Late-preterm infants must be screened for ROP, especially those born in developing countries. Although rates of ROP development decrease as GA increases, infants born at 34 weeks of GA or younger, regardless of birth weight, should be examined at least once for ROP.
这项回顾性、非随机、观察性临床研究的目的是评估孕龄(GA)为32 - 35周的晚期早产儿的早产儿视网膜病变(ROP)筛查结果。

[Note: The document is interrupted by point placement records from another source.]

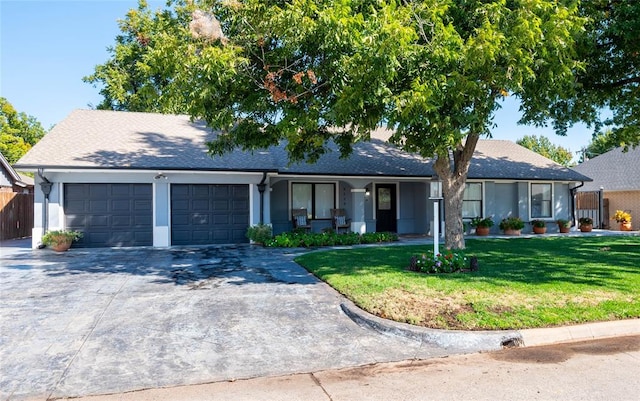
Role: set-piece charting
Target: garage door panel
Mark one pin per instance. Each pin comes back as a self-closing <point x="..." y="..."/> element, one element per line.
<point x="217" y="215"/>
<point x="198" y="219"/>
<point x="98" y="191"/>
<point x="110" y="214"/>
<point x="200" y="205"/>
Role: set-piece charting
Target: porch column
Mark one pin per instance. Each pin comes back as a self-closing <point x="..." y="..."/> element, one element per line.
<point x="358" y="224"/>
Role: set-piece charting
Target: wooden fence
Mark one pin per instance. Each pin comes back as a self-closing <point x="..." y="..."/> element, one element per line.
<point x="16" y="215"/>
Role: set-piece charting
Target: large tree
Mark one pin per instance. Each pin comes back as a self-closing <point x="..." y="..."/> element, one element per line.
<point x="602" y="142"/>
<point x="311" y="71"/>
<point x="607" y="90"/>
<point x="543" y="146"/>
<point x="18" y="131"/>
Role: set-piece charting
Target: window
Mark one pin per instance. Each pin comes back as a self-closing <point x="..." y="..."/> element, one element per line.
<point x="541" y="196"/>
<point x="472" y="200"/>
<point x="318" y="199"/>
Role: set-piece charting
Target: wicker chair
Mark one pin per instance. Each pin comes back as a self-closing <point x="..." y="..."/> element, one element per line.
<point x="300" y="219"/>
<point x="339" y="220"/>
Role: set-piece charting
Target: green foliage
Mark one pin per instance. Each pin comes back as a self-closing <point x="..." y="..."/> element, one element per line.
<point x="538" y="223"/>
<point x="18" y="132"/>
<point x="481" y="222"/>
<point x="521" y="283"/>
<point x="602" y="142"/>
<point x="260" y="233"/>
<point x="609" y="77"/>
<point x="315" y="71"/>
<point x="543" y="146"/>
<point x="585" y="221"/>
<point x="55" y="237"/>
<point x="449" y="262"/>
<point x="511" y="223"/>
<point x="298" y="239"/>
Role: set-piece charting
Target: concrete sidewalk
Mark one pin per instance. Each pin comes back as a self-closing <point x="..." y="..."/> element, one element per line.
<point x="597" y="370"/>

对2015年1月至2018年9月期间晚期早产儿的视网膜病变筛查数据进行评估。根据国际ROP委员会标准对ROP发展的区域和阶段进行分类。根据GA将患者分为四组:GA 32<33周、GA 33<34周、GA 34<35周和GA 35<36周。记录ROP任何阶段或严重ROP(需要治疗)的发展率。
该研究纳入了543名婴儿:GA 32<33周的有139名(25.4%),GA 33<34周的有127名(23.6%),GA 34<35周的有162名(30.2%),GA 35<36周的有115名(20.8%)。GA 32<33周的29名婴儿(20.9%)出现了不同阶段的ROP,GA 33<34周的19名婴儿(15%),GA 34<35周的17名婴儿(10.5%),GA 35<36周的6名婴儿(5.2%)。因严重ROP有14名婴儿(2.6%)需要治疗:GA 32<33周的7名(5%),GA 33<34周的3名(2.4%),GA 34<35周的4名(2.5%)。GA 35<36周的婴儿无需治疗。
晚期早产儿必须进行ROP筛查,尤其是在发展中国家出生的婴儿。尽管ROP的发展率随着GA的增加而降低,但GA为34周或更小的婴儿,无论出生体重如何,都应至少接受一次ROP检查。